United States District Court, D. Massachusetts

October 14, 2014

CAROLYN W. COLVIN, Acting Commissioner of Social Security, Defendant.


MARK G. MASTROIANNI, District Judge.

This is an action for judicial review of a final decision by the Commissioner of the Social Security Administration ("Commissioner")[1], denying Plaintiff's applications for disability insurance benefits and supplemental security income ("SSI") benefits. See 42 U.S.C. § 405(g); 42 U.S.C. § 1383(c)(3) (referencing 42 U.S.C. § 405(g)). The parties have filed cross-motions for judgment on the pleadings. At issue is whether the Administrative Law Judge ("ALJ") erred by failing to adopt the opinions of a treating source when reaching conclusions regarding the scope of Plaintiff's mental residual functional capacity ("RFC").

As discussed below, the ALJ properly exercised her discretion in determining what weight to give the opinion of staff at the agency where Plaintiff received bi-weekly therapy. The court will, therefore, deny Plaintiff's Motion for Judgment on the Pleadings, (Dkt. No. 17), and allow Defendant's Motion for Order Affirming the Decision of the Commissioner, (Dkt. No. 20).

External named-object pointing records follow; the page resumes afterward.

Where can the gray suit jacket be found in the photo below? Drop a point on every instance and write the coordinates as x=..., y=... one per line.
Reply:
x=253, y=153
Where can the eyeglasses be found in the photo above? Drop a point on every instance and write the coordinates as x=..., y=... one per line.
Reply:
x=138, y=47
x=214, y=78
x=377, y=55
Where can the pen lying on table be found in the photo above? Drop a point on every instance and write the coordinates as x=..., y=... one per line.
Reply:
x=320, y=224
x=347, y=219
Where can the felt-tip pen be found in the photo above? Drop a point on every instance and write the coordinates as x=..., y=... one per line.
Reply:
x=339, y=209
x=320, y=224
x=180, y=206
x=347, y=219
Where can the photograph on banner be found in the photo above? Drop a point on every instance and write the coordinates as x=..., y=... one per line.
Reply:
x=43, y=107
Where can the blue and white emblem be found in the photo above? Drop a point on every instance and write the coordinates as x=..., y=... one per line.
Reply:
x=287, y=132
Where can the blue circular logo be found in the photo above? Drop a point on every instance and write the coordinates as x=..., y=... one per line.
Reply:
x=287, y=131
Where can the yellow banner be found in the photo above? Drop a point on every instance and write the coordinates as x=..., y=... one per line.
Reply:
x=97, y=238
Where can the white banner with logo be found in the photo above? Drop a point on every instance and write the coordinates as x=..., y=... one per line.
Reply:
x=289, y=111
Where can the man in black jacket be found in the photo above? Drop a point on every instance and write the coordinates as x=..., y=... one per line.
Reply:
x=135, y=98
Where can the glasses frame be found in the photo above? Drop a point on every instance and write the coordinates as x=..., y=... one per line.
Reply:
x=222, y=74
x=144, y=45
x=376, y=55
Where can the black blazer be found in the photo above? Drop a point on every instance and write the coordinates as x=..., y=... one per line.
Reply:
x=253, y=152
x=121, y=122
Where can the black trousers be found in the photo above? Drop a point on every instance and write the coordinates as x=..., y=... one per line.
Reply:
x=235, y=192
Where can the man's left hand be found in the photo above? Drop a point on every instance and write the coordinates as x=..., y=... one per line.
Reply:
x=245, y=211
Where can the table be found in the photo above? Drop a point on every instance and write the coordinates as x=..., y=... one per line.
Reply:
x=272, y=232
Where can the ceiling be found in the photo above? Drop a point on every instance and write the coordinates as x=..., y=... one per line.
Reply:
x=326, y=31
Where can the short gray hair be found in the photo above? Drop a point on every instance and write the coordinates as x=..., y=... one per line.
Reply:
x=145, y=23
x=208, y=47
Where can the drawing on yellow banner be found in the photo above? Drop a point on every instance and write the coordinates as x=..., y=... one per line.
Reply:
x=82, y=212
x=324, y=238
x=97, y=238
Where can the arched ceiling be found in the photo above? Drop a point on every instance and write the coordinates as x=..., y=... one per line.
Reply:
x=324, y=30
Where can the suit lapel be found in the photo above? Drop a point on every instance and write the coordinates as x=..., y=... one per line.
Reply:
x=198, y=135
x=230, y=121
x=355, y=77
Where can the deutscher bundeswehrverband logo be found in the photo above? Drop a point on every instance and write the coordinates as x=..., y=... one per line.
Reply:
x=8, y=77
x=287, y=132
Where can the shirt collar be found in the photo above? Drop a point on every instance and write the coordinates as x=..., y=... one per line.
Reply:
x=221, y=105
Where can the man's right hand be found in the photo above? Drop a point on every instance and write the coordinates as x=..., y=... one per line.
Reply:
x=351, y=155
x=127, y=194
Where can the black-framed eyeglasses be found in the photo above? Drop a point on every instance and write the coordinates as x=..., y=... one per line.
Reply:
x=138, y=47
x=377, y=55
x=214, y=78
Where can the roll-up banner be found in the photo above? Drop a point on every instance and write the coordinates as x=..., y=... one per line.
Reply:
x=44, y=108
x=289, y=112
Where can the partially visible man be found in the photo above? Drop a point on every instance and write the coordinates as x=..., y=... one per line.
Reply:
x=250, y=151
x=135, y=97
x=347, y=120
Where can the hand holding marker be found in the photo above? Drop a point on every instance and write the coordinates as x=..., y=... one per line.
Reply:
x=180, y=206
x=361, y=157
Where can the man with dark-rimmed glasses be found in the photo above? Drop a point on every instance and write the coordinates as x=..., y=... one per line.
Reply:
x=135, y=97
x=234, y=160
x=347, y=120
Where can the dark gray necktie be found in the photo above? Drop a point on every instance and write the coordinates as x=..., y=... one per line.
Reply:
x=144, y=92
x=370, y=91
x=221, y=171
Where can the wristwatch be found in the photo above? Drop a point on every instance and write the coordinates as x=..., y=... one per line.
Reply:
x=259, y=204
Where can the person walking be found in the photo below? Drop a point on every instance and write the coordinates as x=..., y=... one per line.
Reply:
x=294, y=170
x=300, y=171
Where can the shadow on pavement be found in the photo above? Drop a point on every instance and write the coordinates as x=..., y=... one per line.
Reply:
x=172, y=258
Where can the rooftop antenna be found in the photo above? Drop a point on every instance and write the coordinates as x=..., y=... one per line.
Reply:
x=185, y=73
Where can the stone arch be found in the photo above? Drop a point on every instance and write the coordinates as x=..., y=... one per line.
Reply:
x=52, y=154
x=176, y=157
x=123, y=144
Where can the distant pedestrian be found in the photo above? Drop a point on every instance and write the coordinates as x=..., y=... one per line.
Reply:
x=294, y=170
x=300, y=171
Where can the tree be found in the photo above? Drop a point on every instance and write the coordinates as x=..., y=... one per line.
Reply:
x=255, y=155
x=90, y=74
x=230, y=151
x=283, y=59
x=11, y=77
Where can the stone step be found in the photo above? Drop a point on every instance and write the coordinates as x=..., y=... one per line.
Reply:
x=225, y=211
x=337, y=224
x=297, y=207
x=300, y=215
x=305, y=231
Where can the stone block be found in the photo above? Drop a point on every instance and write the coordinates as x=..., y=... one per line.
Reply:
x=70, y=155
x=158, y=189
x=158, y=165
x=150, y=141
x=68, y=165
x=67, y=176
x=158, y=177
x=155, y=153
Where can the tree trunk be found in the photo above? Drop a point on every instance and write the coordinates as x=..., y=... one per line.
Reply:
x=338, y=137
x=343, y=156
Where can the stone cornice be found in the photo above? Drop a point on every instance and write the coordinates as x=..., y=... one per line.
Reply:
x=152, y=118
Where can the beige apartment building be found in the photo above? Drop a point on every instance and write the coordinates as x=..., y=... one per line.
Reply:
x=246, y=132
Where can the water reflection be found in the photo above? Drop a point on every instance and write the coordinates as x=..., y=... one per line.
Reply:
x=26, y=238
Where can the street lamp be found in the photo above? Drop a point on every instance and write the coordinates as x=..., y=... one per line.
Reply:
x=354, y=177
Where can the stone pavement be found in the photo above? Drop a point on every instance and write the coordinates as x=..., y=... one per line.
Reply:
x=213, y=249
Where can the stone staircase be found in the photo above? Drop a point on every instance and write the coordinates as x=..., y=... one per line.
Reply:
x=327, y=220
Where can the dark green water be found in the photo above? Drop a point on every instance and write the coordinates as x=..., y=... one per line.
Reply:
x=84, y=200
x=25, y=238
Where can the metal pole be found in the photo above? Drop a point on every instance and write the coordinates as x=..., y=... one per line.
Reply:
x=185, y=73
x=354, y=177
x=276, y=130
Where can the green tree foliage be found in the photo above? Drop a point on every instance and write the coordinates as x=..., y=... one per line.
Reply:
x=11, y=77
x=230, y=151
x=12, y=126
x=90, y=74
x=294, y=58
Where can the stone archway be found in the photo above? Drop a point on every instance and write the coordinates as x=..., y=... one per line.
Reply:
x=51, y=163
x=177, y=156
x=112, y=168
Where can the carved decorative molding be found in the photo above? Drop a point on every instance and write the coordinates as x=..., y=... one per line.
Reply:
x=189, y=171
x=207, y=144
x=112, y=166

The parties are familiar with the factual and procedural history of this case, so the court begins its discussion with the standard of review.

A. Standard of Review

The role of a district court reviewing an ALJ's decision is limited to determining whether the conclusion was supported by substantial evidence and based on the correct legal standard. See Seavey v. Barnhart , 276 F.3d 1, 9 (1st Cir. 2001). "The findings of the Commissioner of Social Security [and his designee, the ALJ] as to any fact, if supported by substantial evidence, shall be conclusive...." 42 U.S.C. 405(g). Substantial evidence means that "a reasonable mind, reviewing the evidence in the record as a whole, could accept it as adequate to support [the Commissioner's] conclusion." Rodriguez v. Sec'y of Health and Human Servs. , 647 F.2d 218, 222 (1st Cir. 1981). The Commissioner can only find a claimant is impaired if there is evidence before the Commissioner from an acceptable medical source establishing the existence of a medically determinable impairment. See 20 C.F.R. §§ 404.1508, 404.1513. Additionally, it is the Commissioner's responsibility to weigh conflicting evidence and decide issues of credibility. Rodriguez , 647 F.2d at 222.

B. Disability Standard and the ALJ's Decision

With respect to Plaintiff's claim for disability insurance benefits, Plaintiff must establish disability on or before the last date on which she was insured, March 31, 2013. Entitlement to SSI requires a showing of both disability and financial need. See 42 U.S.C. § 1381a. Here, Plaintiff's financial need is not challenged.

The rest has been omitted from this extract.